I have a timeout problem with my site hosted on Kubernetes cluster provided by DigitalOcean.
u@macbook$ curl -L fork.example.com
curl: (7) Failed to connect to fork.example.com port 80: Operation timed out
I have tried everything listed on the Debug Services page. I use a k8s service named df-stats-site
.
u@pod$ nslookup df-stats-site
Server: 10.245.0.10
Address: 10.245.0.10#53
Name: df-stats-site.deepfork.svc.cluster.local
Address: 10.245.16.96
It gives the same output when I do it from node:
u@node$ nslookup df-stats-site.deepfork.svc.cluster.local 10.245.0.10
Server: 10.245.0.10
Address: 10.245.0.10#53
Name: df-stats-site.deepfork.svc.cluster.local
Address: 10.245.16.96
With the help of Does the Service work by IP? part of the page, I tried the following command and got the expected output.
u@node$ curl 10.245.16.96
*correct response*
Which should mean that everything is fine with DNS and service. I confirmed that kube-proxy
is running with the following command:
u@node$ ps auxw | grep kube-proxy
root 4194 0.4 0.1 101864 17696 ? Sl Jul04 13:56 /hyperkube proxy --config=...

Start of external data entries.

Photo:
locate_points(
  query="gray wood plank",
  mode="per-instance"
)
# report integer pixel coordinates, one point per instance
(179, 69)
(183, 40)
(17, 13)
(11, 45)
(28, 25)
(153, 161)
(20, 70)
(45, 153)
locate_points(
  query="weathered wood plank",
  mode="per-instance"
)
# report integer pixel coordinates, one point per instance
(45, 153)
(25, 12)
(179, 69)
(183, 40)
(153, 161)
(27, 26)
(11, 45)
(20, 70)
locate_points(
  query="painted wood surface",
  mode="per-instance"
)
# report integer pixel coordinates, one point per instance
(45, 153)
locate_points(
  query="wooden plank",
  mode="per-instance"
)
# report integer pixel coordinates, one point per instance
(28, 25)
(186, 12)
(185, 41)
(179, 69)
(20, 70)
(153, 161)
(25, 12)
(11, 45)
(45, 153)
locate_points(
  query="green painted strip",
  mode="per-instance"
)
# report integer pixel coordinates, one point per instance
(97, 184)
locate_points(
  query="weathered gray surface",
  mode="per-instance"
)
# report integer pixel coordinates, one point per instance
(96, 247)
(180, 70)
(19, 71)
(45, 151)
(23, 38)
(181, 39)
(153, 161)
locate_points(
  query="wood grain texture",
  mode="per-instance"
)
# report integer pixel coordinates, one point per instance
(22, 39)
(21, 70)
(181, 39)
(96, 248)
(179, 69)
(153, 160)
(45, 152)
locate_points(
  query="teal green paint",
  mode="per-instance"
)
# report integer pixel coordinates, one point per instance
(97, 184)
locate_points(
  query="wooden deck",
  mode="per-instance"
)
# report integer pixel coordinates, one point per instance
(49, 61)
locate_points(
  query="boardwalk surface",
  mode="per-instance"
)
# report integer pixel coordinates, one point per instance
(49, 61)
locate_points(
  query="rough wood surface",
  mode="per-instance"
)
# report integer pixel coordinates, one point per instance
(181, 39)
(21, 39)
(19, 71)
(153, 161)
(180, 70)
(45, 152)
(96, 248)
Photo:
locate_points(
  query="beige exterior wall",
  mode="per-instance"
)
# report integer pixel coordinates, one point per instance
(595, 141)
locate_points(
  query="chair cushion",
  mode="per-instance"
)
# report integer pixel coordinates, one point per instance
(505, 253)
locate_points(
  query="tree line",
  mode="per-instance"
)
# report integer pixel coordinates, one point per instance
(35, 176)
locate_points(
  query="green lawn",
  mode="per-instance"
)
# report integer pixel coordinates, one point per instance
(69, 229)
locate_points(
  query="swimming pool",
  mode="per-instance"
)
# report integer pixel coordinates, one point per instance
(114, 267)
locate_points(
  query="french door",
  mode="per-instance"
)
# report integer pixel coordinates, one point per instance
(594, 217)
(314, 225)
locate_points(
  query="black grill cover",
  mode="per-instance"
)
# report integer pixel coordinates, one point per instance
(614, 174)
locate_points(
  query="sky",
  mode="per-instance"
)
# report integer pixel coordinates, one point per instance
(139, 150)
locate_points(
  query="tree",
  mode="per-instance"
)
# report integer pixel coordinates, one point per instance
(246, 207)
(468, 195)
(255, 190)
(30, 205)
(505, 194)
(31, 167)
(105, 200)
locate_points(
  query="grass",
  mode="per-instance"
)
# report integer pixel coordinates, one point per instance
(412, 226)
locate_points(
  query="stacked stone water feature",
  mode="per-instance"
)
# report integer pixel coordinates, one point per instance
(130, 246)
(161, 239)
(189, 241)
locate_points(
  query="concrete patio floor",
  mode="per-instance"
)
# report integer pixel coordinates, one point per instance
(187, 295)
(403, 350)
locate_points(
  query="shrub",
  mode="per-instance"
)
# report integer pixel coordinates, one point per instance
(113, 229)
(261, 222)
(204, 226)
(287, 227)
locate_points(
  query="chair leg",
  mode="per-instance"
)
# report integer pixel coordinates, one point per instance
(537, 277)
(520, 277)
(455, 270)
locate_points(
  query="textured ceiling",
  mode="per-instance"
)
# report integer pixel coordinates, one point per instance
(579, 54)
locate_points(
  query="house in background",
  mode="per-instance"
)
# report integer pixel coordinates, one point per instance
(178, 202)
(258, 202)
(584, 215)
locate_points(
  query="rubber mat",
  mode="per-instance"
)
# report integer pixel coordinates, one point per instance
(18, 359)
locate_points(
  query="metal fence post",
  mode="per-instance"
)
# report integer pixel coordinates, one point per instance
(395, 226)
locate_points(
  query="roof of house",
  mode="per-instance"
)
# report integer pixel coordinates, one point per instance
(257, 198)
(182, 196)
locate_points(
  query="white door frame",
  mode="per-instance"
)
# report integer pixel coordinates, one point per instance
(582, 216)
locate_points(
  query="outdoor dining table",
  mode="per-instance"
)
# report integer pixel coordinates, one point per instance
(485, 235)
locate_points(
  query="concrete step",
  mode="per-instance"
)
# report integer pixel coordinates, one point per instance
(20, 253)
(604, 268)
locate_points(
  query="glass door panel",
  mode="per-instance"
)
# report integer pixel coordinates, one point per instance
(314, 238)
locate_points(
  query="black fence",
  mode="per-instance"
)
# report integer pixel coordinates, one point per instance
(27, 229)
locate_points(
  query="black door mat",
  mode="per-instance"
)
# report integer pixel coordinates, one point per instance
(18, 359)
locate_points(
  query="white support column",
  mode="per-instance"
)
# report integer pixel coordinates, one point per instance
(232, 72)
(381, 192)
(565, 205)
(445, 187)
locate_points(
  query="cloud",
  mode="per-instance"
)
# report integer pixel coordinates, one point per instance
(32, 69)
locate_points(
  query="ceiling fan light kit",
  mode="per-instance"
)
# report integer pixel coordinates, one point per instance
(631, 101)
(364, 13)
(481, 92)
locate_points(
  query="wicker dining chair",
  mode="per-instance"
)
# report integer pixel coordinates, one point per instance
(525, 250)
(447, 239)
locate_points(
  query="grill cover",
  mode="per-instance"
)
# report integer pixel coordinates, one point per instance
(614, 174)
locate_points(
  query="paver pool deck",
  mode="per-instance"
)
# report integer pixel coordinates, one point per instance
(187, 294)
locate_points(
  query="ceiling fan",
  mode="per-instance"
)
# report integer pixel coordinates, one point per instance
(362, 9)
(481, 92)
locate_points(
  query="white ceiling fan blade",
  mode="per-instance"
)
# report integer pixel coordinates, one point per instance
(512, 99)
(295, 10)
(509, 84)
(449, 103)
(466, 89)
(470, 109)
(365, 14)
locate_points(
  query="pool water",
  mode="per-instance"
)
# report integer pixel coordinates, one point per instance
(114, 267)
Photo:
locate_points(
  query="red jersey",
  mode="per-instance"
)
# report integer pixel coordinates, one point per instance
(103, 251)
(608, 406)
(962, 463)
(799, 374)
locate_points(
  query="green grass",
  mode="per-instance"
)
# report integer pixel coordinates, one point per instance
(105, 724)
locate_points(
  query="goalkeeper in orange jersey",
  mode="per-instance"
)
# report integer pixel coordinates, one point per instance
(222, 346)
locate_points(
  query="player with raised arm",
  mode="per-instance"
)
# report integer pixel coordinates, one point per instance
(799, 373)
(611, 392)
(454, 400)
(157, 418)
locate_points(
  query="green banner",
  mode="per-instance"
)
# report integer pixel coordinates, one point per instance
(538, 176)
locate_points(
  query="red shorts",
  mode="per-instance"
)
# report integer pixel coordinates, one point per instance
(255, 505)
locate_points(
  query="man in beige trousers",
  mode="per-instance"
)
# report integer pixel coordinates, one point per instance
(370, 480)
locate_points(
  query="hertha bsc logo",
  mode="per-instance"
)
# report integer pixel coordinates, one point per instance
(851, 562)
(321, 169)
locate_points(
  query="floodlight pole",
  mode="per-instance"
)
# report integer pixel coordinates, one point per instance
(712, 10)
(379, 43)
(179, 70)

But I have something wrong with iptables
rules:
u@node$ iptables-save | grep df-stats-site
(unfortunately, I was not able to copy the output from node, see the screenshot below)
It is recommended to restart kube-proxy
with with the -v
flag set to 4, but I don't know how to do it with DigitalOcean provided cluster.
That's the configuration I use:
apiVersion: v1
kind: Service
metadata:
name: df-stats-site
spec:
ports:
- port: 80
targetPort: 8002
selector:
app: df-stats-site
---
apiVersion: extensions/v1beta1
kind: Ingress
metadata:
name: df-stats-site
annotations:
kubernetes.io/ingress.class: nginx
certmanager.k8s.io/cluster-issuer: letsencrypt-prod
spec:
tls:
- hosts:
- fork.example.com
secretName: letsencrypt-prod
rules:
- host: fork.example.com
http:
paths:
- backend:
serviceName: df-stats-site
servicePort: 80
Also, I have a NGINX Ingress Controller set up with the help of this answer.
I must note that it worked fine before. I'm not sure what caused this, but restarting the cluster would be great, though I don't know how to do it without removing all the resources.